Erm, previous long term on and off relationship?
Moving very quickly in taking this relationship to a serious level, using convenience as an excuse, so soon after the earlier relationship had ended?
Gets defensive and angry when you confront him about lies he's told?

And there's you, thinking you're nothing special, and feeling so lucky to have him because he's good looking and a charmer?

I'm sorry, my lovely, but I think Izzywhizzy has it right. I think he's a player who's spotted your insecurities and sees you as an easy target. Giving him the benefit of the doubt, at best I'd say he's repeating the same pattern of his last relationship - you've asked him to move out and he's begging to come back - it looks like another on/off relationship to me.

You don't need to be wasting time worrying about not having him, you need to spend time worrying about why you don't think you're something special, and why you don't think you deserve so much more.

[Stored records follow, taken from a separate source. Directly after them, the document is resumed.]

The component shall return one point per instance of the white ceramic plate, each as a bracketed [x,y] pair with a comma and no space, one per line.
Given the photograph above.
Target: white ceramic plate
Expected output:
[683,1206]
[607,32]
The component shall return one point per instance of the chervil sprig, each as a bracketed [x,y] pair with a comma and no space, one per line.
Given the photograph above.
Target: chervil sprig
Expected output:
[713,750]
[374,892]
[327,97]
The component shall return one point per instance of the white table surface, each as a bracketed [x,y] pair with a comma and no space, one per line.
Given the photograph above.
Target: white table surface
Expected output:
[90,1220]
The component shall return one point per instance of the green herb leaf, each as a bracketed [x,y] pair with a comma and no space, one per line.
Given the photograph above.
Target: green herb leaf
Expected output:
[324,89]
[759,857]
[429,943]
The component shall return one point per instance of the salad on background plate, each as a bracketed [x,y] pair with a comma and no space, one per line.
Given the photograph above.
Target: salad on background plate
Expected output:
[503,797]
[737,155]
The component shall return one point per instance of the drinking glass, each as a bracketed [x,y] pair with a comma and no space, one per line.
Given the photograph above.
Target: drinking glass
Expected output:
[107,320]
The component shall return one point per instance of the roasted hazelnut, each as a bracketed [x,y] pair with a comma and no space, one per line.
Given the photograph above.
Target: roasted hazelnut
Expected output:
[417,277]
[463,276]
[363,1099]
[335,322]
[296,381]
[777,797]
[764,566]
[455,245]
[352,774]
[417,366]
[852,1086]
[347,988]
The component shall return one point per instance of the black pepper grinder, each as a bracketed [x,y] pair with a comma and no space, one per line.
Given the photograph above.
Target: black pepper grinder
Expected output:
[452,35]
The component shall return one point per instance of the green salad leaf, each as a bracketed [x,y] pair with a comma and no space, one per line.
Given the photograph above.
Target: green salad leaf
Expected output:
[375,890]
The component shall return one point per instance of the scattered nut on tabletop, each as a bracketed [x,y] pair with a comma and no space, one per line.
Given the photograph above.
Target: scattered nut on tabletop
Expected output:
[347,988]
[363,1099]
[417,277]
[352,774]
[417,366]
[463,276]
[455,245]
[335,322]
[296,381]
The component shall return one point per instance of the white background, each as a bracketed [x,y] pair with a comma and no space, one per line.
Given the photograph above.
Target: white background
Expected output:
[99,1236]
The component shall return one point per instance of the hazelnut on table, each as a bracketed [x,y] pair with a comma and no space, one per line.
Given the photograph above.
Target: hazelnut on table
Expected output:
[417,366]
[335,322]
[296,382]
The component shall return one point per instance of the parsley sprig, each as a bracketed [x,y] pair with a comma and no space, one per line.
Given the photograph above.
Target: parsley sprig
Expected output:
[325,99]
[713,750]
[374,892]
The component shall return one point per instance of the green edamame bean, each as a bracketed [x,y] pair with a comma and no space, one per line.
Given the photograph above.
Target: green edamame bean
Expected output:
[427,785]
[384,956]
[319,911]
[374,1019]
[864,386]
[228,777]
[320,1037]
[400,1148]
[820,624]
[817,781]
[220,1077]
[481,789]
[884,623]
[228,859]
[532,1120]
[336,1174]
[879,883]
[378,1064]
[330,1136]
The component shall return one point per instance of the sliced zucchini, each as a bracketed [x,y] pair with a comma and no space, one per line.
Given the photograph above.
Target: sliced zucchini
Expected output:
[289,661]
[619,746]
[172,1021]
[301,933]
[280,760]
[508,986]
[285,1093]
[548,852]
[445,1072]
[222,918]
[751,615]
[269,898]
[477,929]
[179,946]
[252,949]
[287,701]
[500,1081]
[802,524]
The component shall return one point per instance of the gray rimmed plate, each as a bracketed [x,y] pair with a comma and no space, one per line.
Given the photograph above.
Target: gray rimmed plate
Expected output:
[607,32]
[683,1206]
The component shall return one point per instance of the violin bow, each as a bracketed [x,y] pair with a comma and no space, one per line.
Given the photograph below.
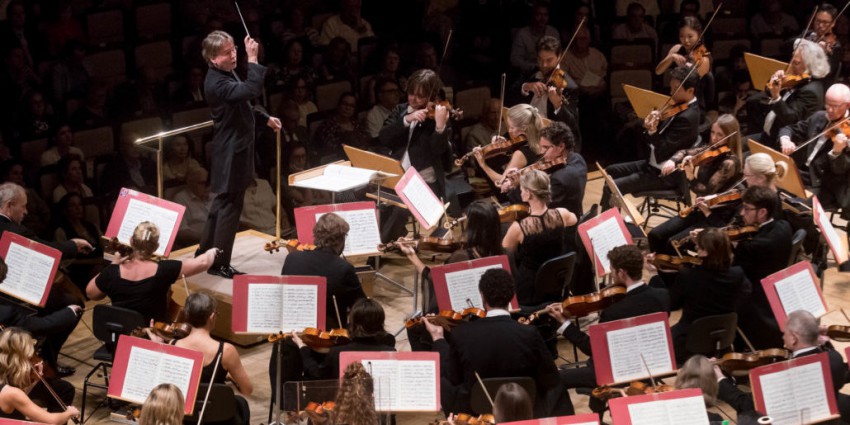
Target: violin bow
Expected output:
[833,126]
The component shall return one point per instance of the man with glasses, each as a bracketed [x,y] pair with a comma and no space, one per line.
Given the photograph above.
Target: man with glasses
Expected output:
[232,153]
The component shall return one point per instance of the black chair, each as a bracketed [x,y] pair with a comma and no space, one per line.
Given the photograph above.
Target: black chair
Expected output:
[221,406]
[109,322]
[796,245]
[478,400]
[553,277]
[711,335]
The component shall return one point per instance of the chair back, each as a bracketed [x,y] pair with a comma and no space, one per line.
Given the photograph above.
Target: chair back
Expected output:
[711,334]
[478,400]
[552,277]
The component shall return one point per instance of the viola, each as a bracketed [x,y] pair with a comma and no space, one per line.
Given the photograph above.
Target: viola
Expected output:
[713,200]
[500,146]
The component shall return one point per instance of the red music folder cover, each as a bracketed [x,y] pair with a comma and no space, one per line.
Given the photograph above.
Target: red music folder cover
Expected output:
[585,419]
[404,381]
[602,234]
[32,268]
[134,207]
[141,364]
[794,288]
[419,198]
[796,388]
[455,283]
[270,304]
[363,234]
[680,407]
[623,349]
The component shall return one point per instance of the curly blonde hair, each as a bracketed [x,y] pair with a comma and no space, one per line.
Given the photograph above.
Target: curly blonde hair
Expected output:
[355,402]
[164,406]
[145,240]
[16,349]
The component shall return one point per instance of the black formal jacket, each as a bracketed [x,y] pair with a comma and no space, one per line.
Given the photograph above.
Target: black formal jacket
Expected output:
[232,153]
[743,402]
[824,172]
[637,302]
[329,367]
[342,279]
[496,347]
[426,147]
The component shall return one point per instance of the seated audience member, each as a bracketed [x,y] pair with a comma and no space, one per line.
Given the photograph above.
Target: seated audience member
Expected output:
[200,312]
[20,387]
[140,283]
[164,406]
[178,161]
[62,140]
[366,330]
[196,198]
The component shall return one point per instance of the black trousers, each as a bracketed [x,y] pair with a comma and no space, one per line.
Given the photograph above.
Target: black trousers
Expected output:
[222,225]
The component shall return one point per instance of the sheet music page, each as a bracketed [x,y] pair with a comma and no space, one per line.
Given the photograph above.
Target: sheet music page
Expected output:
[798,292]
[265,308]
[605,237]
[463,285]
[29,273]
[416,387]
[419,195]
[300,307]
[363,235]
[625,347]
[139,211]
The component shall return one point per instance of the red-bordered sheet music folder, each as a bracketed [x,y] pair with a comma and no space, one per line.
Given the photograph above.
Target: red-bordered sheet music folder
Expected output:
[797,289]
[617,348]
[463,277]
[419,198]
[785,390]
[680,407]
[404,382]
[134,207]
[585,419]
[32,268]
[140,365]
[363,234]
[606,232]
[835,242]
[271,304]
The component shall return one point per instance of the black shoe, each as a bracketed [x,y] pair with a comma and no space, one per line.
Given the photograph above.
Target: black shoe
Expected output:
[225,271]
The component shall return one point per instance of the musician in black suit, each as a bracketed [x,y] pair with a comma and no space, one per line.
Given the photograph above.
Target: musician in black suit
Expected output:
[665,138]
[776,107]
[553,103]
[627,265]
[767,252]
[824,164]
[801,338]
[495,346]
[233,141]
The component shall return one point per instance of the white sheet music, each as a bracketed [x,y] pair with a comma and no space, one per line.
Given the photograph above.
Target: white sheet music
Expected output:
[363,234]
[139,211]
[605,237]
[625,347]
[798,292]
[800,390]
[405,385]
[463,285]
[29,273]
[419,196]
[147,369]
[680,411]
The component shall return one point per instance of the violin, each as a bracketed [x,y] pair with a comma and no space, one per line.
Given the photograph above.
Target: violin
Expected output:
[732,362]
[500,146]
[713,200]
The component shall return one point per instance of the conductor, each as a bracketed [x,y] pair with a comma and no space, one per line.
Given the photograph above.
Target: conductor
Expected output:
[232,153]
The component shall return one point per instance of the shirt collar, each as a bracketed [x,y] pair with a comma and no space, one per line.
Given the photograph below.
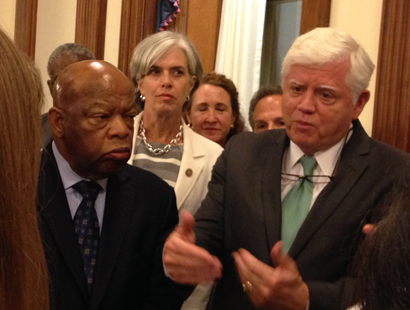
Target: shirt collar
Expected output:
[68,176]
[326,160]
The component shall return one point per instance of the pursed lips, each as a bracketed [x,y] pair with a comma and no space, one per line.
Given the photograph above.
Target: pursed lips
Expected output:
[166,96]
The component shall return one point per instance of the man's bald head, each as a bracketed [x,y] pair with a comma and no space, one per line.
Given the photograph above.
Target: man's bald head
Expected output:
[86,78]
[92,117]
[63,56]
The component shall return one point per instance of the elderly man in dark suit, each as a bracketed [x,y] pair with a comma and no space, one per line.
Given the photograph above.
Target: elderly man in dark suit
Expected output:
[103,223]
[285,209]
[64,55]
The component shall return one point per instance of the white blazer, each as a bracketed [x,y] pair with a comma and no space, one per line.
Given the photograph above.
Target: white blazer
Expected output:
[197,161]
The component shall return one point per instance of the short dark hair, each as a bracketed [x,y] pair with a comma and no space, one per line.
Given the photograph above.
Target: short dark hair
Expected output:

I'm not saying you can't have a relationship with him, but I think you need to be aware of what you can give him in a relationship, not just what he can give you.

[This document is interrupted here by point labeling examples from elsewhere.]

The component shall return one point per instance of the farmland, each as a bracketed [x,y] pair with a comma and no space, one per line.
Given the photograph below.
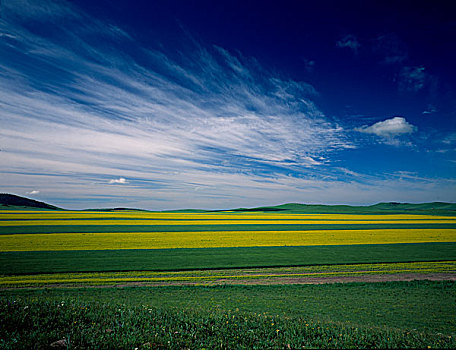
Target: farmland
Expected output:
[356,280]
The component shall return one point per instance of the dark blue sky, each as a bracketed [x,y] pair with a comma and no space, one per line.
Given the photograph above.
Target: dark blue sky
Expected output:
[219,104]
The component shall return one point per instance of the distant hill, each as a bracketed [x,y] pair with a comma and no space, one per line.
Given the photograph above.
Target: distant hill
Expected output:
[380,208]
[11,200]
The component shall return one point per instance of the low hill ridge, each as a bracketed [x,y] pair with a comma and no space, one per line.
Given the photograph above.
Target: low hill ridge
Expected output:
[7,199]
[11,200]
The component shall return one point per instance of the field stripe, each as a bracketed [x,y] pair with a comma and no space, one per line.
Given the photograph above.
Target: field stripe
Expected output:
[121,222]
[162,240]
[43,229]
[224,275]
[49,215]
[210,258]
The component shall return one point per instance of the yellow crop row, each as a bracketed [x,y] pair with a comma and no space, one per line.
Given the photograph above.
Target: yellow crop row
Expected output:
[133,222]
[161,240]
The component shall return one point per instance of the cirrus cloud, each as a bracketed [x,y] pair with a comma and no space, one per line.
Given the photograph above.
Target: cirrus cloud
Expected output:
[120,180]
[389,128]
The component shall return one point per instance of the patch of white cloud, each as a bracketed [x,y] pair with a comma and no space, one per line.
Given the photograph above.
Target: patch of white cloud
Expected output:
[120,180]
[389,128]
[205,128]
[349,41]
[412,79]
[32,192]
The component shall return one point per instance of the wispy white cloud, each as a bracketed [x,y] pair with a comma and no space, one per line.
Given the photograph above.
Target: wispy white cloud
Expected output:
[204,127]
[84,113]
[412,79]
[120,180]
[32,192]
[389,128]
[349,41]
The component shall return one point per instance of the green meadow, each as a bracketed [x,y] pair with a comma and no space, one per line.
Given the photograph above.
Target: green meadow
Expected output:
[392,295]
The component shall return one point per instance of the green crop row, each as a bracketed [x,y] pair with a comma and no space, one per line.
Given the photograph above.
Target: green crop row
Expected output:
[379,315]
[12,263]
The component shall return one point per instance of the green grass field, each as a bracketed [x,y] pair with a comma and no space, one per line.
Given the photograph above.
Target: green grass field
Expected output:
[244,291]
[354,315]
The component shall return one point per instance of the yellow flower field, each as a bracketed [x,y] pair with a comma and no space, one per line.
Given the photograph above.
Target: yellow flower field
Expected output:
[161,240]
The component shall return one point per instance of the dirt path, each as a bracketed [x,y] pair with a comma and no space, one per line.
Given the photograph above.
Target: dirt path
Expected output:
[368,278]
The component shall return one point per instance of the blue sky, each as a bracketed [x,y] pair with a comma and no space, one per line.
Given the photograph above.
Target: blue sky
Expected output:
[203,104]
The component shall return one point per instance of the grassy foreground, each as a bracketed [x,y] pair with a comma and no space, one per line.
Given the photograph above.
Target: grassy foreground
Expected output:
[379,315]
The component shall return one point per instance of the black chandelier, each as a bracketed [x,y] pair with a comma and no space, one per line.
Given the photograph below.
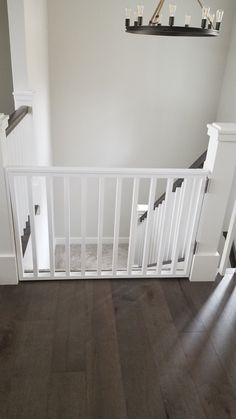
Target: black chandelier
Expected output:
[210,23]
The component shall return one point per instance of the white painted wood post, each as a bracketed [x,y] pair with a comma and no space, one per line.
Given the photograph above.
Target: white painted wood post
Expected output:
[221,162]
[8,269]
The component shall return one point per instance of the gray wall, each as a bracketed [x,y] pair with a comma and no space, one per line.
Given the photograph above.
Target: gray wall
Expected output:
[124,100]
[6,88]
[227,106]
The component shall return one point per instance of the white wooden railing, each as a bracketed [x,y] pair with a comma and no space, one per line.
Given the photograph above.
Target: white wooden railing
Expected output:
[224,264]
[154,247]
[173,228]
[18,149]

I do wish you all the best.

AnyPhantomFucker Wed 12-Oct-11 07:28:26

This man has previous for opting out when the going gets tough

This man has cheated

I have never seen a post before where such hero worship of a faithless fuck is in evidence

Come on love, where is your self respect ?

Stop mooning after him, he has used you and the pretty words are just to get back on board the gravy train for him

There are lots of other "perfect cocks" out there...you don't have to settle for this one

But next time, don't throw yourself in so deeply and quickly....it very often ends in tears....just like yours now

Jaikers Wed 12-Oct-11 09:19:15

OP to answer your question yes it hurts. It hurts A LOT. It's not easy to get over someone that you thought you had a future with. You will feel lost, and lonely, you may have trouble eating or sleeping, everything WILL remind you of them. You might feel like a failure, you may wonder what's wrong with you, you might be scared of never finding love again. It doesn't take days, or weeks, it can take many many months.

But take off those rose tinted specs a minute and take an honest look at yourself and the relationship you really have. Are you really someone that thinks a bad relationship is better than being alone? Do you really think you don't deserve a relationship with someone who respects you? Is the relationship you have with him really a good one, or are you actually mourning the relationship you thought you were going to have with him, back in the day when he made you feel special.

FWIW a break rarely works. It can work, to help both parties get some perspective, but with a break the assumption is always there that you are ging to get back together. And how can you get over someone if in the back of your mind you'll be back with them in a few weeks or a month or whatever?

My ex and I had several breaks. Some for two weeks, some for a month. But they rarely lasted as long as they were meant to, I'd be feeling lonely and sad, and he'd be texting me telling me how much he missed me, how much he loved me, begging me to give him another chance. Once I only lasted three nights! How bloody pathetic!

But you know what? Although I'd be feeling esctatic at having him back, at him treating me well again, at feeling loved and wanted again, there was always a nagging doubt in my mind and I'd feel disappointed in myself at not being stronger, in letting my lonliness and hurt rule me. And he would make an effort, a huge effort for a while. Sometimes it would last for months and I'dbe really happy I hadn't let him go. But without exception, the doubt was always there and we'd soon beback to the same old pattern.

And the day I made a final decision, no more breaks, we were over for good. That day, I felt a huge weight lifted from me. Yes it still hurt, yes i still missed him, yes I ached to feelhis arms around me. But I also felt relief. No more wondering, no more doubt. And I felt hope, hope that I'd be able tohave a happy relationship one day, hope that my future would be better.

And ending it for good meant I was finally able to move on, it wasn't easy,it took some time. but I did it and now I look back and wonder why I let it drag out so long, all those breaks only prolongued the agony.